Well, I have plenty of time; it will be quite a while before I can afford to upgrade to Threadripper.
Percentages here can be confusing; I was seeing 20% “Video Engine Utilization”, which I believe is the same measure (I cannot seem to find any documentation to confirm or refute this assumption), yet I think now we are both seeing the same thing.
Using 40 CUDA cores to encode would be 5% on a GTX 1650, but it is over 20% on my dinky little GTX 710.
Good point on percentages, sorry. I was referring to recent cards.
CUDA is mainly used to calculate B-frames. If B-frames are turned off, then CUDA doesn’t get used at all. Encoding would happen inside the separate and dedicated NVENC circuitry.
The Shotcut user interface is also using GPU to display preview video and draw some UI controls. It uses OpenGL or DirectX surfaces. Any other running programs doing a similar thing would also register GPU usage. So it’s difficult to tell what amount is actually going to encoding.
I did some more testing, based on this comment by @Austin; removing one filter for each test.
The worst culprit seems to be White Balance.
(@shotcut, perhaps some day someone might want to snoop around in the White Balance filter code with this in mind.)

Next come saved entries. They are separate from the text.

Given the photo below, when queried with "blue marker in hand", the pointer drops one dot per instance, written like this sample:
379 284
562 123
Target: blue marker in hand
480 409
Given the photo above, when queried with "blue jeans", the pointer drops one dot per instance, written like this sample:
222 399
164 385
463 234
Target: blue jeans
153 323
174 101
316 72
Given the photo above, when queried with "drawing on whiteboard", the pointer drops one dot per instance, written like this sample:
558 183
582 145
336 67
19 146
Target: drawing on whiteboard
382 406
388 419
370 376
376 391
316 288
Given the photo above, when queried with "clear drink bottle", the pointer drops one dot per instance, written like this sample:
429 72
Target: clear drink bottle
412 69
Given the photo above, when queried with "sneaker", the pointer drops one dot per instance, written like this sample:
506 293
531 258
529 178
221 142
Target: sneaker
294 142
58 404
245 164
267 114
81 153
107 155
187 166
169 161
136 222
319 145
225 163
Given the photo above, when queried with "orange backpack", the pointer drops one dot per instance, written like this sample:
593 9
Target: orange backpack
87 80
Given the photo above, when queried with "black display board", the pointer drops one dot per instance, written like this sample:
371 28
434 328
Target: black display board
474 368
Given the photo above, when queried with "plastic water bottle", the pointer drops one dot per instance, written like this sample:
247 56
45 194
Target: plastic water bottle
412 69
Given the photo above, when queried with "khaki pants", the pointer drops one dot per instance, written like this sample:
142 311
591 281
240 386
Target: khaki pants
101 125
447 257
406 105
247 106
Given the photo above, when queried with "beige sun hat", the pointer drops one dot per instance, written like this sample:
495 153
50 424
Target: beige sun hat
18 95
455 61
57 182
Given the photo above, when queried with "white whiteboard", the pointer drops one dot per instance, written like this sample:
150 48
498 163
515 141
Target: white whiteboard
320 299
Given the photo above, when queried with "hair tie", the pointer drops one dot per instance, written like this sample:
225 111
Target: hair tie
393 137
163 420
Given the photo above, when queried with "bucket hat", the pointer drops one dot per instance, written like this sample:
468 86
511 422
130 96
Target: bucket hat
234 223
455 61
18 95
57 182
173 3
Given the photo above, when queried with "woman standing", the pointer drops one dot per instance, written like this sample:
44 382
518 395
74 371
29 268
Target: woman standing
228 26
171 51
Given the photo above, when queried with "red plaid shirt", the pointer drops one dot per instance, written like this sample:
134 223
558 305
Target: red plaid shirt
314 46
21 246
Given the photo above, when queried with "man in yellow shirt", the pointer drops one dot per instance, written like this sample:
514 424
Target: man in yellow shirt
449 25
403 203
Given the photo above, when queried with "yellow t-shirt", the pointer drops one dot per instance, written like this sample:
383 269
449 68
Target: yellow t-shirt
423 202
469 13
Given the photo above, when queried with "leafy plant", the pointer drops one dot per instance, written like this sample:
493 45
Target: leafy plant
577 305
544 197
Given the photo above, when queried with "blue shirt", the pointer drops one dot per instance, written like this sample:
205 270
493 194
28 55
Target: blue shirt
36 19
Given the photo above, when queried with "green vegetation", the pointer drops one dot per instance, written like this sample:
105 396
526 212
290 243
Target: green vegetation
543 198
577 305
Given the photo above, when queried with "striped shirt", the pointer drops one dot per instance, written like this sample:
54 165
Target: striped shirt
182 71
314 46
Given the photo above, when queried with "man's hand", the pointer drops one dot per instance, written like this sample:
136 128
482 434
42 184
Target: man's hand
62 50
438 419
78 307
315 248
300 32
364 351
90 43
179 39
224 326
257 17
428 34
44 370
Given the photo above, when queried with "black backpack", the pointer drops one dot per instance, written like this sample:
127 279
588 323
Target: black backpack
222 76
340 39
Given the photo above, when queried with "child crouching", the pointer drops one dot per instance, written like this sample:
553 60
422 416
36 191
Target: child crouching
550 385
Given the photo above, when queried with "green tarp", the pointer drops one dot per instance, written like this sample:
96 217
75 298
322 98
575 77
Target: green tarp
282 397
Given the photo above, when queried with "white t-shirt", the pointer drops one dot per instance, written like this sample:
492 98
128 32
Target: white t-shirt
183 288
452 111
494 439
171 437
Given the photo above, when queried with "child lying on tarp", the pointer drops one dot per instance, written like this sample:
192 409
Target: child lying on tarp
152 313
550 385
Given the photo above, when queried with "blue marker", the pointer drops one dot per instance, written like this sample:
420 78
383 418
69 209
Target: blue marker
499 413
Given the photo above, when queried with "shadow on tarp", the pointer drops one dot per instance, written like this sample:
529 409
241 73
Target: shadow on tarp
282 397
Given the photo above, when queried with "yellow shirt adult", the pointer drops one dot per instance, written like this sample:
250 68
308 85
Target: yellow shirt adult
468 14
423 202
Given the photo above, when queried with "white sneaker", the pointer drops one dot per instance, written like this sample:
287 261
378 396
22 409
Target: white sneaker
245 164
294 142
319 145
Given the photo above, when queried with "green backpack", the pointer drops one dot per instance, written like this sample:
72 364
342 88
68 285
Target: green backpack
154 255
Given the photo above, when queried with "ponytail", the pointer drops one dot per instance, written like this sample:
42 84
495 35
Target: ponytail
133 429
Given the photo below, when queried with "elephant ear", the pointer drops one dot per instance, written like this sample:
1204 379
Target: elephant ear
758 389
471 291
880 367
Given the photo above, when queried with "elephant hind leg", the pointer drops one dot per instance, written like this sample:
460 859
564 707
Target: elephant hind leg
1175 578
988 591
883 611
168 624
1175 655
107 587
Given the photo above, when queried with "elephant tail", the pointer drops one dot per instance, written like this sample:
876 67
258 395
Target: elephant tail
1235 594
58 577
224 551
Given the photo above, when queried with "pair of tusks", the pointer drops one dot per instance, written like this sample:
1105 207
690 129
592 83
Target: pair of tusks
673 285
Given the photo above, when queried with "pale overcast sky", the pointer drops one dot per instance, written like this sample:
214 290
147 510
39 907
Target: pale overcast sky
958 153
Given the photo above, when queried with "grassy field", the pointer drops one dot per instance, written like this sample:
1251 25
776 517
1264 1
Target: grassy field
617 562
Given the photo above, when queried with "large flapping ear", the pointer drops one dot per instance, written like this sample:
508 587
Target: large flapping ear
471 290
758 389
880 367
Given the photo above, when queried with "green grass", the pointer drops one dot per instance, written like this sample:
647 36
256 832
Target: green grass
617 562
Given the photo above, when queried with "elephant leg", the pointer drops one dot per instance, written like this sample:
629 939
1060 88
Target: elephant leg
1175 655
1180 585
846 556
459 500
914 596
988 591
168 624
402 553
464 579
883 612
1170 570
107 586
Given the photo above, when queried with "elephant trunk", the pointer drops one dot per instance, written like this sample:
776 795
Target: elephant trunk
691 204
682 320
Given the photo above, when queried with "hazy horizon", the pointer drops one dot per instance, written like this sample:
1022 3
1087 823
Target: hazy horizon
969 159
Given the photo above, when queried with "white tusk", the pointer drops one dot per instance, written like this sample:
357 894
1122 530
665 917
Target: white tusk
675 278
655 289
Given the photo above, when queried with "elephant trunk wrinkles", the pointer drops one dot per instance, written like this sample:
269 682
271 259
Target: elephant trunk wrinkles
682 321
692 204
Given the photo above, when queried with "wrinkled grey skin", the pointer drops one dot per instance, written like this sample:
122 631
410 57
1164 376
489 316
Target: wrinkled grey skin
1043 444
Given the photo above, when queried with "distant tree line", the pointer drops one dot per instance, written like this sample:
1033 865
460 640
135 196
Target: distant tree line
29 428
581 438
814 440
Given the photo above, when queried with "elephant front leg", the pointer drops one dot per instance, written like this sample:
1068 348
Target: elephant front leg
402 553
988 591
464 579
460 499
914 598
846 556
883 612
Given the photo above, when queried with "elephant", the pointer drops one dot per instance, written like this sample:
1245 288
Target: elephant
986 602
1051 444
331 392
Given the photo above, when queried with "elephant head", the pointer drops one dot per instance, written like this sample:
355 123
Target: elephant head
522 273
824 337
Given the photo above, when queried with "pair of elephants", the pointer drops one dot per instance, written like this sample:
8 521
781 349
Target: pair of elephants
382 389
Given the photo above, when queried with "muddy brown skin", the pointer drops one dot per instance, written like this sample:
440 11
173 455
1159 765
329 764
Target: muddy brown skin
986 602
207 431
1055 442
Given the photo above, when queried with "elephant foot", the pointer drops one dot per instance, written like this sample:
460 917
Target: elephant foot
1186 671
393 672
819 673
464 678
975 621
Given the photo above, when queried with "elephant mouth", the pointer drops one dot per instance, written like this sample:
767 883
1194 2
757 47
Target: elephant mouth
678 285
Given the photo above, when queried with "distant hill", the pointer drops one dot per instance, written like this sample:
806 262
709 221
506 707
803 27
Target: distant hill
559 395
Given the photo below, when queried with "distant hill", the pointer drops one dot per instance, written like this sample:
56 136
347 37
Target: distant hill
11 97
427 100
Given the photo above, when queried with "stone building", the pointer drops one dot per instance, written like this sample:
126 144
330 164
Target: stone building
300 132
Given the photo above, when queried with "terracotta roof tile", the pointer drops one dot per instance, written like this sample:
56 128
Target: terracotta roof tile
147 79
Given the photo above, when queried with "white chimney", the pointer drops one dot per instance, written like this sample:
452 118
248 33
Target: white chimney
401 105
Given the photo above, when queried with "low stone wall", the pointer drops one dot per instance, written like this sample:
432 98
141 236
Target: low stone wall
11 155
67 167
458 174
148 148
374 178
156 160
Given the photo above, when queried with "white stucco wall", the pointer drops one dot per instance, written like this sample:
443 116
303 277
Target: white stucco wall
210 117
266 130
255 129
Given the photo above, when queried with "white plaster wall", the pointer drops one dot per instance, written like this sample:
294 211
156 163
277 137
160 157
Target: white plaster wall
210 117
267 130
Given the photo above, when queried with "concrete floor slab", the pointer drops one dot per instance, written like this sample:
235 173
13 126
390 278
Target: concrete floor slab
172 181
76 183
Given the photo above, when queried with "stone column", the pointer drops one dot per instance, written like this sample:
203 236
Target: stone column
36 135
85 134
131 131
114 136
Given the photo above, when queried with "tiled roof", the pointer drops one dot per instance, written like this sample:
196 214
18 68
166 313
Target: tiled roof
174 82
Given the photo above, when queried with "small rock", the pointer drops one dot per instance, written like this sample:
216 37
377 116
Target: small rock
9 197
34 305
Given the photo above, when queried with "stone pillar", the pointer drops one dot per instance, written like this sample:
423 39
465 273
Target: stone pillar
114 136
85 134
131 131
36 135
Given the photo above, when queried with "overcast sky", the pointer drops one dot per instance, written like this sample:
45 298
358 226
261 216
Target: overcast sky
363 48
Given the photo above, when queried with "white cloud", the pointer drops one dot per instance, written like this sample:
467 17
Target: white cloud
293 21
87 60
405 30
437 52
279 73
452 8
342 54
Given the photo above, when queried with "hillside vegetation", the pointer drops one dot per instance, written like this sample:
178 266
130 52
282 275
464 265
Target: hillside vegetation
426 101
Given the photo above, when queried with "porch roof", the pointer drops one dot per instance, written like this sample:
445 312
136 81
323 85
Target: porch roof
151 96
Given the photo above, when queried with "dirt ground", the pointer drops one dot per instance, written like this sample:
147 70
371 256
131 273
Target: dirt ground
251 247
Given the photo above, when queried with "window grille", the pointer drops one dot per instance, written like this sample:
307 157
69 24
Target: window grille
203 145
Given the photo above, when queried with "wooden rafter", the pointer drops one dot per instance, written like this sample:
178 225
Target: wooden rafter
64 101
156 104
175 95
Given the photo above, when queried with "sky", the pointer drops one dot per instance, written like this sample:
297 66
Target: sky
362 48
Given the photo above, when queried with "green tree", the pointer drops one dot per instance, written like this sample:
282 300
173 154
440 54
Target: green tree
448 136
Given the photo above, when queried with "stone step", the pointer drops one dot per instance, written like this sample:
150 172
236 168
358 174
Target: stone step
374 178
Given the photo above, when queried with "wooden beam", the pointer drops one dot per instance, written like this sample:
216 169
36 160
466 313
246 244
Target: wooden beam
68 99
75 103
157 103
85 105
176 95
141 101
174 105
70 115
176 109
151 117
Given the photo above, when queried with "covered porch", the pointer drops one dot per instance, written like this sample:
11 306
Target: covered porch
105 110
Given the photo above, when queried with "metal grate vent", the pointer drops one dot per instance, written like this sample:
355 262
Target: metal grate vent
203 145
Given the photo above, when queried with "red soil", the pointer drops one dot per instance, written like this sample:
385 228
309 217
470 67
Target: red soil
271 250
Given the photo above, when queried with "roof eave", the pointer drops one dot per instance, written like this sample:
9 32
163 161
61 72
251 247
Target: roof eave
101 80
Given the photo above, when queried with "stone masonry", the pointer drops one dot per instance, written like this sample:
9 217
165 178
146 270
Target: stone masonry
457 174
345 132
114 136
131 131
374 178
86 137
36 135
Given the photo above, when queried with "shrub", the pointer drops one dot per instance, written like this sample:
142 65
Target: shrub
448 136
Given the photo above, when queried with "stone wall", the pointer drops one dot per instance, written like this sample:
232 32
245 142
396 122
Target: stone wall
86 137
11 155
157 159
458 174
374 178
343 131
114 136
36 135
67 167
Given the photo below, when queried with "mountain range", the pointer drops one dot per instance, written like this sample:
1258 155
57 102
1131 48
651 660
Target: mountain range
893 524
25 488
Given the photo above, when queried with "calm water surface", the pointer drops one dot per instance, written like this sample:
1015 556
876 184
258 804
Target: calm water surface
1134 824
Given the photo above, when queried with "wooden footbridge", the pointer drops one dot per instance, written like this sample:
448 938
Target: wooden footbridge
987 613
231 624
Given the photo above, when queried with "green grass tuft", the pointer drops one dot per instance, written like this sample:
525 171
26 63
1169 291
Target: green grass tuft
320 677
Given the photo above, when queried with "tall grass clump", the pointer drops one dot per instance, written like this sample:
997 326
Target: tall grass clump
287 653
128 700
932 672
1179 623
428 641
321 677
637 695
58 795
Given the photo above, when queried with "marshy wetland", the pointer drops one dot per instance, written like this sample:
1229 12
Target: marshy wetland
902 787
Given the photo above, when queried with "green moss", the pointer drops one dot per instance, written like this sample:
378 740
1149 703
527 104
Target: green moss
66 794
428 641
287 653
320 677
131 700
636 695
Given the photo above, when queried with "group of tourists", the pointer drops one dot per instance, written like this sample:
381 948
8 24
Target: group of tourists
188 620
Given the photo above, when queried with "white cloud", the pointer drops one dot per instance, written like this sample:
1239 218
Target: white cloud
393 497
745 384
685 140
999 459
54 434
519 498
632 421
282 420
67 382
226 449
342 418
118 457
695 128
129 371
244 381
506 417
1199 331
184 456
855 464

Such a library would not be expected to focus on multi-threading issues, unless it were a library built from the ground up with the intention and purpose of providing calculations optimized for today’s multi-threading environments.
Interesting thread.
The issue of the S P & R filter position surprised me, although in my case, I always use that filter first in the filter chain as a habit.
To me the most interesting - and puzzling - thing in these tests is that with the SPR in place, little is changed, but without the SPR filter, Bicubic is now almost as fast as Bilinear.
Is this because the Bicubic/Bilinear choice is across-the-board, being passed as a rule to all the filters, including SPR where it appears no improvements have been made this time around?